Canaan is expected to deliver the new machines in two batches during August and September. They will add to HIVE’s previous order with Canaan for 6,400 machines with a total operating hash power of 574 PH/s, the statement showed.
HIVE — listed on the Toronto Stock Exchange, Nasdaq and Frankfurt Stock Exchange — operates data centers in Canada, Sweden and Iceland, and has been promoting its green energy and environment, sustainability and governance strategy.
Canaan Chairman and CEO Nangeng Zhang said in the statement that the order from HIVE was “a testament to the performance of our mining machines as well as our ability to form long-term and mutually beneficial miner relationships.”
HIVE isn’t the only North American company looking to ramp up its mining operations.
Earlier this week, Nasdaq-listed Marathon Digital Holdings, one of the biggest Bitcoin mining companies in North America, announced a deal to buy an additional 30,000 mining machines from Chinese rig maker Bitmain. The new machines are expected to ship from Bitmain between next January and June.
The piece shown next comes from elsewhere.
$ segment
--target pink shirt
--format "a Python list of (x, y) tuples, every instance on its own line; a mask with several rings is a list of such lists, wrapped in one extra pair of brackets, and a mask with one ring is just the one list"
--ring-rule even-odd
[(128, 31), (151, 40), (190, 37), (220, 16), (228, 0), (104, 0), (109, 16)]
Once all are in place, Marathon will operate more than 133,000 Bitcoin mining machines, which could boost the company’s hashrate to about 12% of the Bitcoin network’s total if all machines are deployed, according to the announcement.
The new orders for mining machines come as the global Bitcoin hashrate is on an uptrend as miners pushed out by China resettle in friendlier jurisdictions and resume investing big money in mining equipment.
On Tuesday, the total hashrate reading was at 110 million terahashes per second, an increase from 84.79 million on July 3, which was the lowest since September 2019, according to data from Blockchain.com.
Starting in mid-May, soon after China intensified its crackdown on the sector, mining pools began receiving less newly mined Bitcoin, with weekly volume falling from roughly 10,000 BTC per week to under 5,000, as suggested by a research report released this week by blockchain data platform Chainalysis.
The Chainalysis report said that AntPool, Poolin, BTC.top and F2Pool — all of which have had significant operations in China — seemed to have seen the steepest declines in minting new Bitcoins, while Czech Republic-based SlushPool hadn’t seen its mining figures decline.
As the Bitcoin hashrate recovers, mining difficulty follows. Over the past weekend, Bitcoin miners faced a mining difficulty increase of 6% to 14.5 trillion at block height 693,504, after four consecutive declines since May, according to figures from BTC.com.
Bitcoin mining difficulty is a measure of how hard it is for a miner to mint new Bitcoins. The difficulty level undergoes an adjustment every 2,016 blocks — typically about every two weeks — and is affected by changes in the mining hashrate.
Meanwhile, the Ethereum network hashrate is also recovering. According to data from BitInfoCharts, the hashrate plummeted to 477.5 TH/s on June 26 from 643.8 TH/s on May 20. The reading, nonetheless, has been gradually picking up since late June, reaching 583.1 TH/s on Tuesday.
Other mining companies are also betting big on crypto mining. Genesis Digital Assets, one of the world’s earliest Bitcoin mining companies, last week announced that it had raised US$125 million in equity funding to support its expansion plans.In June, Genesis also bought 10,000 Bitcoin mining machines from Canaan. “Our strategy has always been to grow faster than the rest of the market,” Genesis Chairman Abdumalik Mirakhmedov said at the time. “Achieving this requires building and launching new data centers, expanding the capacities of our existing facilities, and installing first-class hardware.”